Today, let’s explore the transmission performance of network cables in high and low temperature environments. We set the test ambient temperatures at -20℃ and 60℃ to conduct high and low temperature tests on the network cables, aiming to study how high and low temperatures affect the transmission performance of network cables.

The network cables were placed in a constant temperature and humidity test chamber to simulate the impact of high and low temperature environments on their transmission performance, and tests were carried out at -20℃ and 60℃.

First, at the conventional temperature of 20℃, Fluke permanent link tests are conducted on Category 5e engineering cables and standard network cables.

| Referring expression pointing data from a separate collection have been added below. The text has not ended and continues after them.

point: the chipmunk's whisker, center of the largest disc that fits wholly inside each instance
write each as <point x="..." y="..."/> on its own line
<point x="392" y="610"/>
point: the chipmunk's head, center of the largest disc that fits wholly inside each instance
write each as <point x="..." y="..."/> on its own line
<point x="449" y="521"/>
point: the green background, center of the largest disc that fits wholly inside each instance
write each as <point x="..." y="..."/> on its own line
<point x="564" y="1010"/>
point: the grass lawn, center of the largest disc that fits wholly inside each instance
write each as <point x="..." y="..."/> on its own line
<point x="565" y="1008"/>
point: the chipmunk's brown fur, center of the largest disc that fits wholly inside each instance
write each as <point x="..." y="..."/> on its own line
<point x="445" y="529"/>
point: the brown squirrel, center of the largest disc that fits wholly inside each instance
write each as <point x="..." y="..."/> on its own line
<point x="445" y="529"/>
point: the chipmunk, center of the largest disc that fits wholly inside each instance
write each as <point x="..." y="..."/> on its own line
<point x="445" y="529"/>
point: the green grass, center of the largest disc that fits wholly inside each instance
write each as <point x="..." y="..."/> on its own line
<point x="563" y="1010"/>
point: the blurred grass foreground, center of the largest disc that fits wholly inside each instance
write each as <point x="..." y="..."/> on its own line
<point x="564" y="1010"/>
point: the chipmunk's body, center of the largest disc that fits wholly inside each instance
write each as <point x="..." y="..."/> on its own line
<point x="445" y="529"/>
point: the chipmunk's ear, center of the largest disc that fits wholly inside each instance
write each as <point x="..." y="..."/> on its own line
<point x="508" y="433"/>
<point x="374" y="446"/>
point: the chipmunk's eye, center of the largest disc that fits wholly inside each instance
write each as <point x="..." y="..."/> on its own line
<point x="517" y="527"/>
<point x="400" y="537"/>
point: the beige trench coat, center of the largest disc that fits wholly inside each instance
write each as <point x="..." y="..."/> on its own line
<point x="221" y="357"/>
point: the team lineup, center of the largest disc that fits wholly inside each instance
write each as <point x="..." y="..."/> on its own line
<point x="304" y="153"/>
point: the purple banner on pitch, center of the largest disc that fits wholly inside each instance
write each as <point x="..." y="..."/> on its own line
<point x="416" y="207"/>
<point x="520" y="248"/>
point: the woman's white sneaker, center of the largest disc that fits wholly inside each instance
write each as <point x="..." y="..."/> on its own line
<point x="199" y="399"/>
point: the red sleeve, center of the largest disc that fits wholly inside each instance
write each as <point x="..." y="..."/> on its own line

                                                                           Fluke Test Charts of Engineering Cables and Standard Cables at 20℃

It can be seen that both of them can pass the Fluke test and are cables that meet the transmission performance requirements.

Next, we test the transmission performance of the two bundles of cables in a low-temperature environment of -20℃.

In this environment, we use professional Fluke cable testing equipment to test the cables, so as to simulate the engineering acceptance of the cables under the low temperature of -20℃. After on-site testing, it can be seen from the test result report below that both types of cables can pass the Fluke permanent link test.

Of course, from the above test results, we can see that in addition to passing the test, the two types of cables also differ in their transmission performance test parameters. Next, we will conduct a quantitative analysis of these parameters one by one.

As can be seen from the above test results, for both engineering cables and standard network cables, the worst margin of insertion loss has increased by more than 2dB.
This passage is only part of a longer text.